He stuck the little piece of pasteboard into the magistrate’s hand.
“Confound your card, sir! I—”
“Now—now, look here,” said Pratt, button-holing him; “don’t be cross. Let me ask you this—Is it wise of you—a justice of the peace—to set your men on, right or wrong, to break that peace?”
Sir Hampton Rea stopped short for a moment or two, and then gasped, seemed as if he would choke, and ended by snatching his coat away from Pratt’s grasp.

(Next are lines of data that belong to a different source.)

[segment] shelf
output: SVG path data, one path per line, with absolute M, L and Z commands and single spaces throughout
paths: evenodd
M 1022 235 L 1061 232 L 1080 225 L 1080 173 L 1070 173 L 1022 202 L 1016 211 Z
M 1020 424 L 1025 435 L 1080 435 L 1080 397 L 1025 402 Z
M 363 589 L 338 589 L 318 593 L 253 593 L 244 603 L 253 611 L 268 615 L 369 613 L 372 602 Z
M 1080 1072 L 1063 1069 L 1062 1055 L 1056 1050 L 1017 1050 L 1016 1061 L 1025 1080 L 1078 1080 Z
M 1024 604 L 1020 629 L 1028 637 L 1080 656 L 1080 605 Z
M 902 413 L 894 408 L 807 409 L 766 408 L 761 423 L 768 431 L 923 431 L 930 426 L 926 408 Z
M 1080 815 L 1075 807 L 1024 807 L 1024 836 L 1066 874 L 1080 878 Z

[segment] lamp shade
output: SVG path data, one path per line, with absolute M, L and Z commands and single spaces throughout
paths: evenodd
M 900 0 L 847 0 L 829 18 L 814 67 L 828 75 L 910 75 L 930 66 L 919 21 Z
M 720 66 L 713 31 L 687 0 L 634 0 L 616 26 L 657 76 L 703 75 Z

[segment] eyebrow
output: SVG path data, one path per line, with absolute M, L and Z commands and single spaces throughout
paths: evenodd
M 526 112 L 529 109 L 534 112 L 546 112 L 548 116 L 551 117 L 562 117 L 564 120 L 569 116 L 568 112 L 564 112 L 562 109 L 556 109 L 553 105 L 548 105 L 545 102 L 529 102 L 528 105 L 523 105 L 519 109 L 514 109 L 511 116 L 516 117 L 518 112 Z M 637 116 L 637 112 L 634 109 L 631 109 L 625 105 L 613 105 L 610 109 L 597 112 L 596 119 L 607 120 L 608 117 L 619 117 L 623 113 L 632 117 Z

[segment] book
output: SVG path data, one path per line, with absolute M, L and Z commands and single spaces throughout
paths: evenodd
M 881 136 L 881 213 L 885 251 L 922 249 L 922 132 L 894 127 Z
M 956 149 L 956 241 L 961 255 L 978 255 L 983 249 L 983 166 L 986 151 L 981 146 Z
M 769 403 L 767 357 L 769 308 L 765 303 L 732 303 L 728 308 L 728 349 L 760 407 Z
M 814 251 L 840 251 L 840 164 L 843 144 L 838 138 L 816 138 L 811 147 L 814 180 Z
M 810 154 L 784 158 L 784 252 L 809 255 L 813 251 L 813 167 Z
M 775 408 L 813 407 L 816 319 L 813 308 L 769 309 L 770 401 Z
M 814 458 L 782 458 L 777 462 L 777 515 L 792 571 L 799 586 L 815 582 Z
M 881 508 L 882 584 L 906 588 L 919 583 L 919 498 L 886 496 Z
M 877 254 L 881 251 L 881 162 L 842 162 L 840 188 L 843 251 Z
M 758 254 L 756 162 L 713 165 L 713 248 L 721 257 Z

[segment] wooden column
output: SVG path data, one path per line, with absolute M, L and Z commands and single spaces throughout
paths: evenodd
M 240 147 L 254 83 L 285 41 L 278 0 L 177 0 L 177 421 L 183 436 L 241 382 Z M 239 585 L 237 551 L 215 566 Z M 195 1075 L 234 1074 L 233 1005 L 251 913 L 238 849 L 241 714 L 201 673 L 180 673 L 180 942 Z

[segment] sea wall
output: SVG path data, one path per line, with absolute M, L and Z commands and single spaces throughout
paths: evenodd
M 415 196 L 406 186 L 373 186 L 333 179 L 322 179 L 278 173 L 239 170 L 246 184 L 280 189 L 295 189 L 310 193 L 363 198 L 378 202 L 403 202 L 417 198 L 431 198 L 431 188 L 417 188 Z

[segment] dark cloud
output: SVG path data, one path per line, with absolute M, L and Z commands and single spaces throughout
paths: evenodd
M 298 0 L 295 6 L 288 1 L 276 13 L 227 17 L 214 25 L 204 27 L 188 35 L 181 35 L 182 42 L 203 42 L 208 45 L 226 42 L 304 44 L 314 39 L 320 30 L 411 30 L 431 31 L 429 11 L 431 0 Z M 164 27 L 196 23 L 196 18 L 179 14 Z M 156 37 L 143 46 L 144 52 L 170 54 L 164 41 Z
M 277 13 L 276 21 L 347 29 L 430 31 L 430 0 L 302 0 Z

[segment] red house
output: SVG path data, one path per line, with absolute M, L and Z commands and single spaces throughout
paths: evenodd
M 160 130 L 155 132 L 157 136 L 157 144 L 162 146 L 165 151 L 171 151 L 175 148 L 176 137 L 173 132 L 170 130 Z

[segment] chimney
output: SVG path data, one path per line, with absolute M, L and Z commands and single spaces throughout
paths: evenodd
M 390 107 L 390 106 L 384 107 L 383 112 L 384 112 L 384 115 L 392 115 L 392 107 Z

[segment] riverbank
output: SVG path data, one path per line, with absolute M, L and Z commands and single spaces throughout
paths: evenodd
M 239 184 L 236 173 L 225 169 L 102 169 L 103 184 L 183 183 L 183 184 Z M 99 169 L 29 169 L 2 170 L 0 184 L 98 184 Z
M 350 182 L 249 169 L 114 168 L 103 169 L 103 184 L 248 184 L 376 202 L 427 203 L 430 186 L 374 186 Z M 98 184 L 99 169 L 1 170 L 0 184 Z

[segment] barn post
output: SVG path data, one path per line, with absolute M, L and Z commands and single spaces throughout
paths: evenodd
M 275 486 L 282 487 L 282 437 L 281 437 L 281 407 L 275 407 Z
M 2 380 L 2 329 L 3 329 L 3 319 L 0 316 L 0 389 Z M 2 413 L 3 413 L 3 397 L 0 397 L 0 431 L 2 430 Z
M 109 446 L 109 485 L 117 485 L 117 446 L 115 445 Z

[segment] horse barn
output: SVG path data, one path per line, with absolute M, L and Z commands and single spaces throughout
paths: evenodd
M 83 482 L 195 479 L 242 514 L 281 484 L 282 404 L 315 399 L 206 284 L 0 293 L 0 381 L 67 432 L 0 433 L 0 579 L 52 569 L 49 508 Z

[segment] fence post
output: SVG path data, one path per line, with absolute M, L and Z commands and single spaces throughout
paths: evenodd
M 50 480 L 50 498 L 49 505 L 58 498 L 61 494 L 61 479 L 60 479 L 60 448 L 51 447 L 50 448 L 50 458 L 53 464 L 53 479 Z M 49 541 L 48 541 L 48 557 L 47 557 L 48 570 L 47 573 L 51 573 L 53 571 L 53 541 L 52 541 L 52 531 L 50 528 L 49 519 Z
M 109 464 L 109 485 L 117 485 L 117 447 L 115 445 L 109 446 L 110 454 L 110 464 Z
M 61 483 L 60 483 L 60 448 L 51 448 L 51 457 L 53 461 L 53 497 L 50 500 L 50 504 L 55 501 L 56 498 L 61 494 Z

“Darley, Sanders, come back—go back,” he said at last. “These people shall hear from me.”
The rat-trap man stood looking evilly at the young keeper, and the Scotch gardener took a pinch of snuff. Then they slowly followed their master, and the coast was clear.
“You’re sure, I suppose, about this tongue of land?” said Pratt. “By Jove! what a rage, though, the old boy was in.”
“Sure? yes—oh yes,” said Trevor. “Wasn’t it here that they sunk the shaft for the copper mine, Humphrey?”
“Yes, sir, twenty yards farther on, under that clump. It’s ’most filled up, though, now.”
“To be sure, I recollect the spot well enough now. But this is a bad job, Franky,” he continued, in an undertone. “I wanted to be on the best of terms with my neighbours.”